Die läuft aber auch nicht unbedingt mit 5400, sondern hat sogenanntes “intellipower”. Sie spart Energie und läuft wenn möglich langsam, aber bei Bedarf kann sie auch aufdrehen auf 7200 Umdrehungen. So habe ich das jedenfalls verstanden. Auf jeden Fall läuft diese Platte (wd red 3TB) bei mir absolut zuverlässig, leise und völlig problemlos.
Und ja, auch mit richtig vielen Spuren.
lg

Hallo,

tja, sieht ja jetzt doch so aus als wenn für mich eine 5400er reichen würde, und wenn die WD red vielleicht sogar noch schneller ist (leider keine Angaben), um so besser. Allerdings muß ich auch bedenken dass ich nur 'ne i3 CPU und 8 Gb RAM habe. Aber Eure Beiträge waren sehr wichtig für mich denn vorher wuste ich überhaupt nicht ob ich mit der 5400er total auf die Nase falle. Also, vielen Dank nochmal. Ich hab natürlich auch viel im Netz gelesen (Kopfschmerzen), alles in Englisch und am Ende kein Ergebnis… Einige dafür und andere strikt dagegen, aber keiner hat denn mal geschrieben mit wieviel Spuren er probremlos gearbeitet hat, und Cubase kam auch so gut wie nicht vor, also recht zwecklos für mich.

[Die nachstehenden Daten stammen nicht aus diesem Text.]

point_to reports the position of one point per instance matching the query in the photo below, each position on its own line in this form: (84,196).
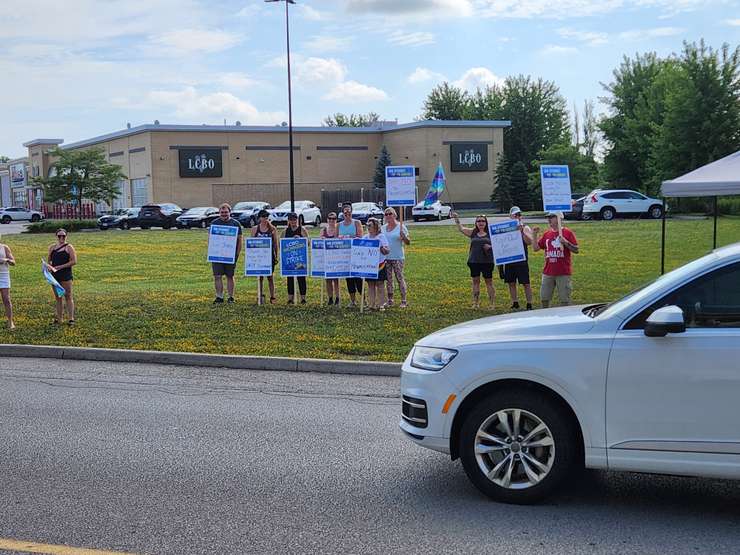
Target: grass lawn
(153,290)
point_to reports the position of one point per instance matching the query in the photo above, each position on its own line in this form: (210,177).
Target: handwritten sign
(556,188)
(337,258)
(365,258)
(258,256)
(318,268)
(400,185)
(222,243)
(294,257)
(506,242)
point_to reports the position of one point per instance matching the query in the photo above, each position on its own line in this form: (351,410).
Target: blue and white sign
(365,258)
(294,257)
(507,242)
(318,268)
(258,256)
(556,188)
(222,243)
(337,258)
(400,185)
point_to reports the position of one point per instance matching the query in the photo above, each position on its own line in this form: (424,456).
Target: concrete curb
(324,366)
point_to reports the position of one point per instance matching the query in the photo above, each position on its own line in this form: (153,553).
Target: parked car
(246,212)
(15,214)
(124,218)
(436,211)
(364,210)
(517,401)
(607,204)
(159,215)
(201,216)
(308,213)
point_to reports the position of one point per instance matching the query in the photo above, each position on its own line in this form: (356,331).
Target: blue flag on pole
(437,187)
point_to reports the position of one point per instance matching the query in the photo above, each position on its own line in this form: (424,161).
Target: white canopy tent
(719,178)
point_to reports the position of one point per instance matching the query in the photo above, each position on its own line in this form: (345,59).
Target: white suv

Na ja, noch ein paar Tage drüber schlafen und nächste Woche wird eine bestellt, denn meine Jetzige ist bald voll und doch schon ganz schön alt, ich glaub 8 - 10 Jahre oder so.

MfG,
Uli S

ja die wd red schneidet auch bei dem chip test in punkto lautheit sehr gut ab. und davon am besten die 1 tb variante. http://www.chip.de/bestenlisten/Bestenliste-SATA-Festplatten-3-5-Zoll--index/detail/id/262/
ich habe unter anderem auch noch eine seagate mit 3 tb. die schneidet in dem test doch um einiges schlechter ab als die wd red. mein rechner steht unter dem tisch, hat ein gedämmtes gehäuse und die festplatten sind entkoppelt montiert. hörbar ist da weder die 5400er noch die 7200er. von daher wärst du mit der wd red auf jeden fall gut beraten.

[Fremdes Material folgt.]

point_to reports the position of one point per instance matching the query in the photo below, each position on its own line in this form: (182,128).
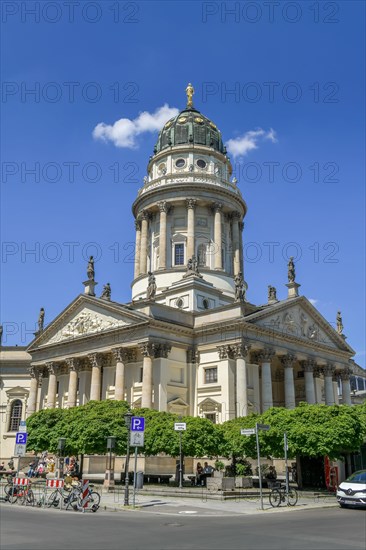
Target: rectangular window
(211,417)
(179,254)
(211,375)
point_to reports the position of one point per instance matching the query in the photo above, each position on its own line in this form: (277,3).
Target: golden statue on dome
(189,92)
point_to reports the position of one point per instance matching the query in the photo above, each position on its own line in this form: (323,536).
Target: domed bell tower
(189,218)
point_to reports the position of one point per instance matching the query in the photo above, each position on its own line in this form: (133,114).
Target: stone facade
(186,343)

Also, ich hab keine Ahnung ob die WD red manchmal auf höhrere Drehzahlen aufdreht.
Man kriegt dann davon nichts mit.
Ich weiß nur dass sie es kann. Auf jeden Fall ist sie die leiseste Platte im Rechner.
Eine 5400er mit fester Drehzahl als Datenplatte wäre mir persönlich aber zu risikoreich.
Der würde ich das nicht dauerhaft zutrauen.
Von Seagate oder so würde ich dann auf jeden Fall lieber eine 7200er nehmen.
Die Lautstärke z.B. solcher Seagate Platten hat mich auch noch nie gestört, und auch sie laufen bei mir völlig problemlos.

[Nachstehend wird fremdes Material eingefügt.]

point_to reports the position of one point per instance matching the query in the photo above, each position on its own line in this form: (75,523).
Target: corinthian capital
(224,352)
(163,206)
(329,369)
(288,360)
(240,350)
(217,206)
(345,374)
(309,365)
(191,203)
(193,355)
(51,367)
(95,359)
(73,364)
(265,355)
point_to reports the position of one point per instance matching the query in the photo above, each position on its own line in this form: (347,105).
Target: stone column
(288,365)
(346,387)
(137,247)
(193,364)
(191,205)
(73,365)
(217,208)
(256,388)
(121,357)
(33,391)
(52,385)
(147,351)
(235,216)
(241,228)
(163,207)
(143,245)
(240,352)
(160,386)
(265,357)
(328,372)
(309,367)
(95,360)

Hier noch die Herstellerangaben zu meiner Datenplatte:

Western Digital WD Red 3TB, 3.5", SATA 6Gb/s (WD30EFRX)
Formfaktor: 3.5" • Drehzahl: IntelliPower • Cache: 64MB • Leistungsaufnahme: 4.4W (Betrieb), 4.1W (Leerlauf) • Lautstärke: 24dB(A) (Betrieb), 23dB(A) (Leerlauf) • Besonderheiten: Advanced Format (4KB Sektoren mit Emulation (512e)), geeignet für Dauerbetrieb…

Projekte haben bei mir meistens etwa die Größe von 40 bis 50 Spuren.

Bei der WD red ist die Größe eigentlich relativ egal.
Sie besteht aus einer oder mehreren identischen 1 TB Scheiben.
Es gibt sie mit ein bis 4 Scheiben. Meine hat eben drei davon.